Leah Schenone was a perfect archnemesis and hating her made me a better person.  When I found out her skateboard shop had failed, her husband had left her and she had been diagnosed with a rare bowel cancer I was genuinely disturbed.  Well, I did gloat a bit at the first two - but bowel cancer at 24? That's not really how I want to win. 

Since then I've had a dry spell on the archnemeses.  Surrounded by a supportive community and wonderful friends I have found nobody against whom to strive, to measure myself against, to loathe.  Until now.

Unhappily, and also happily, a disgusting bit of rotting porcine entrails in human form has recently infected my world with her existence.  I will call her "Ebola" because that is, in fact, what I do call her.

Despite the fact that she lives a scant block away, she mostly keeps to the back-alleys and gutters so I rarely see her.  This is great as it means I rarely lose my lunch at the mere sight of her but also deprives me of ways that I can be better than her.

I saw her on Saturday night, at the much-publicized Forgotten Cocktail Club, a speakeasy-style pop up which celebrates the lost art of prohibition-era mixology.  She slunk in with her generic "Bro" boyfriend about two hours after we arrived, and I noted with glee that I was in fact better looking, thinner, much better dressed and was having a much better time with my 10 closest friends. 

Having a much better time

Greg earned my undying admiration when he proclaimed, "Really? She's the one? That's disappointing...I mean she'd be okay-looking if she wasn't carrying that extra 25 pounds of ugly."

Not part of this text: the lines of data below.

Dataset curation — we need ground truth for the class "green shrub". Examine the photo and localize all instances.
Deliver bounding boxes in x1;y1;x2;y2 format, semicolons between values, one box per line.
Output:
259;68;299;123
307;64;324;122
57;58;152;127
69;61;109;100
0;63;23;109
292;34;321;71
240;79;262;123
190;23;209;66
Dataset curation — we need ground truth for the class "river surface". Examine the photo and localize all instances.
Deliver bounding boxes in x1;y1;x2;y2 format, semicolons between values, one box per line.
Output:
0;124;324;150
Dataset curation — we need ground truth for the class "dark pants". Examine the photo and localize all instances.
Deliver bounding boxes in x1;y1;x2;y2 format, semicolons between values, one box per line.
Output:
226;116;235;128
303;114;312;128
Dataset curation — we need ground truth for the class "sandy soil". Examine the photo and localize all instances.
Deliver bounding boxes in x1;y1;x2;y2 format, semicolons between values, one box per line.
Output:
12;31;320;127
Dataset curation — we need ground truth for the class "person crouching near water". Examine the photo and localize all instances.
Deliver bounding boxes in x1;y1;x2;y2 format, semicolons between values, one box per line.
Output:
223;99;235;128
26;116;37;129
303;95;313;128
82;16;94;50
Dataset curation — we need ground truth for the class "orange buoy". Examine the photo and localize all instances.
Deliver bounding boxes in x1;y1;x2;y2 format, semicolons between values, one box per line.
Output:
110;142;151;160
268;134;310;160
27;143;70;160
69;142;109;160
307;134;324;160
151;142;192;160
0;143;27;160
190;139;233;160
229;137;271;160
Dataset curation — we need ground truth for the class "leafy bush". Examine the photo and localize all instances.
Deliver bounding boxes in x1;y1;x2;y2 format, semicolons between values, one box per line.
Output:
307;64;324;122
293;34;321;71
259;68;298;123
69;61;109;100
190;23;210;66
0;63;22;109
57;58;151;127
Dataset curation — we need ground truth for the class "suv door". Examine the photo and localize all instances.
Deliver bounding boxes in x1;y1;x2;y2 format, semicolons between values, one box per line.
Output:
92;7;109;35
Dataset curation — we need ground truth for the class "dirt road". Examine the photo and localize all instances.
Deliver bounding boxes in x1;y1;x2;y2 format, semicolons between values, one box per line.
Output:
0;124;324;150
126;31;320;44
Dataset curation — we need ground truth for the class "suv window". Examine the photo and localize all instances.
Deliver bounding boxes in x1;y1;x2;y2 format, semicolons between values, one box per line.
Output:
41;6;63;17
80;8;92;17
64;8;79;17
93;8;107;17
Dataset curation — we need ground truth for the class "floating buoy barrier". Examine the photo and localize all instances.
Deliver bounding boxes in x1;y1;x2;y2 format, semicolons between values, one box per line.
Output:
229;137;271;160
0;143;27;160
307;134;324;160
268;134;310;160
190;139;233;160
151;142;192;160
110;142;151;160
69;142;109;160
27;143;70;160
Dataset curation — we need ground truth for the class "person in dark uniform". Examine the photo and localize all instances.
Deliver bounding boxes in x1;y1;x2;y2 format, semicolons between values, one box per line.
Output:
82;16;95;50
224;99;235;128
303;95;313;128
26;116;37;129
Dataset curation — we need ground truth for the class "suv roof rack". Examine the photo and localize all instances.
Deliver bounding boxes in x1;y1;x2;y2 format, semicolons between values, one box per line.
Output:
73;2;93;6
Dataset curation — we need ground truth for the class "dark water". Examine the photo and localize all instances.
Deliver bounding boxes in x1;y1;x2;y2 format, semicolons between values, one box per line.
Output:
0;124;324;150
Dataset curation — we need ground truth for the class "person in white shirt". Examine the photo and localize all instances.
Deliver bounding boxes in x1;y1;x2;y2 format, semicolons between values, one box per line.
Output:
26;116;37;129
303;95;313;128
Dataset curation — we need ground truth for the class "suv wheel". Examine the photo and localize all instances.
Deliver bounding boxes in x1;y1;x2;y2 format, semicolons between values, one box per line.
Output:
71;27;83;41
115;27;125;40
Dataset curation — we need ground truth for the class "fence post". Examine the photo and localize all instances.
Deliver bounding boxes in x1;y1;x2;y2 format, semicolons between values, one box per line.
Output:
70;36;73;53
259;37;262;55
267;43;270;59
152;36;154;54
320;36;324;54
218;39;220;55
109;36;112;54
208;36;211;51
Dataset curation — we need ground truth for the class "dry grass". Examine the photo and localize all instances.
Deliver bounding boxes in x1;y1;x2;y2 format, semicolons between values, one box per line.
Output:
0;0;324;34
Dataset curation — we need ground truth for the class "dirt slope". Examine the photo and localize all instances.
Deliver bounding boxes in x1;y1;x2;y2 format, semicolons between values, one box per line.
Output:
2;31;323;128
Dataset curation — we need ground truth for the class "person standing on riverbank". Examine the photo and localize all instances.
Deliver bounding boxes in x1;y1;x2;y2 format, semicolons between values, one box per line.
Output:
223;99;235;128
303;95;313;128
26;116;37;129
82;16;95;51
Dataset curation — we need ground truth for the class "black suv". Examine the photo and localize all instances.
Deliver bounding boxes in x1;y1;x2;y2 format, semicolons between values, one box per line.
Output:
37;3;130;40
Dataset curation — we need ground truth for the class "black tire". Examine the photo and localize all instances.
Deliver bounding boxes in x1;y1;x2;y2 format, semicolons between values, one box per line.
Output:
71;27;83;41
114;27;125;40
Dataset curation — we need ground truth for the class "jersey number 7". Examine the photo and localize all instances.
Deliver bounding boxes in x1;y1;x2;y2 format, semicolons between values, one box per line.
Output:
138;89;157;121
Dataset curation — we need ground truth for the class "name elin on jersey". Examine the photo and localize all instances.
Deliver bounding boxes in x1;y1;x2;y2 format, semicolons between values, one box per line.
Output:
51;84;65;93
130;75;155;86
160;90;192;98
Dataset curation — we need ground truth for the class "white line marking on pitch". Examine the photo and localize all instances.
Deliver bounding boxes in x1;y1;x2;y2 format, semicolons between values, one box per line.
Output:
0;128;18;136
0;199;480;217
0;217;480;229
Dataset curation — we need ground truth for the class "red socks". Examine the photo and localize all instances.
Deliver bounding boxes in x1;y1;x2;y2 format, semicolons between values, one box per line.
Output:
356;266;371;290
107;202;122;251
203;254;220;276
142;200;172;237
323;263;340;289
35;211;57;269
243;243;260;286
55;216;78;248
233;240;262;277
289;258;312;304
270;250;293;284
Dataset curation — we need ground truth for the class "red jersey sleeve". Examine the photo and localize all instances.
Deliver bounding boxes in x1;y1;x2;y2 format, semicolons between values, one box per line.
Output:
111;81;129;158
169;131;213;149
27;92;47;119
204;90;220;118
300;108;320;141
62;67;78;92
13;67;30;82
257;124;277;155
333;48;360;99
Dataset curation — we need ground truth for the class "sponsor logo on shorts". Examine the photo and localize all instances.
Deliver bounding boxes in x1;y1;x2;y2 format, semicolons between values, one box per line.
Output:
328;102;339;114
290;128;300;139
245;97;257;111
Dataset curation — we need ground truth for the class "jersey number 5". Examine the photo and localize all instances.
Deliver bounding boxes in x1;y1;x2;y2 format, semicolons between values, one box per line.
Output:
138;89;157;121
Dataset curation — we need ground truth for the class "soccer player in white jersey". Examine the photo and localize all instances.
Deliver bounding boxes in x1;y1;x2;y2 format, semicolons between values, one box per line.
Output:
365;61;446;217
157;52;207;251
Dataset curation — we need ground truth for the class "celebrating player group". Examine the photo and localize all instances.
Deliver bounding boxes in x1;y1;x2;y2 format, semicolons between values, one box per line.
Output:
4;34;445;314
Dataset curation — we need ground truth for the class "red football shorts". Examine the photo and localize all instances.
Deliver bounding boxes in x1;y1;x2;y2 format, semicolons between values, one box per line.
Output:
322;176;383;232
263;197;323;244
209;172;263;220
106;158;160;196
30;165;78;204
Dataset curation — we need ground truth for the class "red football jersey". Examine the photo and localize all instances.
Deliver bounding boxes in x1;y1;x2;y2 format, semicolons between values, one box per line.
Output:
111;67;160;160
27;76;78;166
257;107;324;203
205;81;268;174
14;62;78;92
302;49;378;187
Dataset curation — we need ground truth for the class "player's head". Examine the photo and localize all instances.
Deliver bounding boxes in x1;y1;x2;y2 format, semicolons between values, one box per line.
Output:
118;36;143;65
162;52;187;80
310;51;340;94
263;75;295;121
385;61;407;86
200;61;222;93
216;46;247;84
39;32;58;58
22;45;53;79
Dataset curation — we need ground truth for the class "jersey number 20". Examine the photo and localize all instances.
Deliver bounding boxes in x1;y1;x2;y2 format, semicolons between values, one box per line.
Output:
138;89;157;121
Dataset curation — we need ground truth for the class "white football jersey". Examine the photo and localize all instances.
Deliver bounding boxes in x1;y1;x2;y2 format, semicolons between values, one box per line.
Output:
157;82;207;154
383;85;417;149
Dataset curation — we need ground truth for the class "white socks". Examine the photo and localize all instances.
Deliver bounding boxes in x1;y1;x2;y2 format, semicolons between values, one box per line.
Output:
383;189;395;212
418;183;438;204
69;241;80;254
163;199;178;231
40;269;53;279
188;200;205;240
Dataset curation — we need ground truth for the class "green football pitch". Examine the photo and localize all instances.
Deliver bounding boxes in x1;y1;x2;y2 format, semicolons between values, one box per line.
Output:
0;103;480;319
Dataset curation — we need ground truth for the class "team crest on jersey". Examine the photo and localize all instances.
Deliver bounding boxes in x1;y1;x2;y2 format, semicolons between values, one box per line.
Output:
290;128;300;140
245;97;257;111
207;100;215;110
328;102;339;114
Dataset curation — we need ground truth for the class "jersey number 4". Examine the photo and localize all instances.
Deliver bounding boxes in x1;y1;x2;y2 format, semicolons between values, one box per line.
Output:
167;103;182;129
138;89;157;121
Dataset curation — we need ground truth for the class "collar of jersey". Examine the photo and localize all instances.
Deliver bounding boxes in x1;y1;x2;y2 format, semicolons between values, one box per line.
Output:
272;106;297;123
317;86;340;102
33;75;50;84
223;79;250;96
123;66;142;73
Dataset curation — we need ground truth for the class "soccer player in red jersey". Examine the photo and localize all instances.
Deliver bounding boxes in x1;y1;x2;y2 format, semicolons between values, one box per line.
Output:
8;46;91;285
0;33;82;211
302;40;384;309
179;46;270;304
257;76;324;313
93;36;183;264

It was the meanest, and most perfect, thing I've ever heard.

In the end, it drove me to have an even more fantastic time than I normally would have.  As I glanced up periodically to see her spiteful little frog face staring out from dark corner of silence I felt even better about my pretty, witty friends and their handsome and funny husbands. We drank, we laughed, and we planned all of the fabulous things we would be doing in the coming weeks.

What did we have? The answer is YES!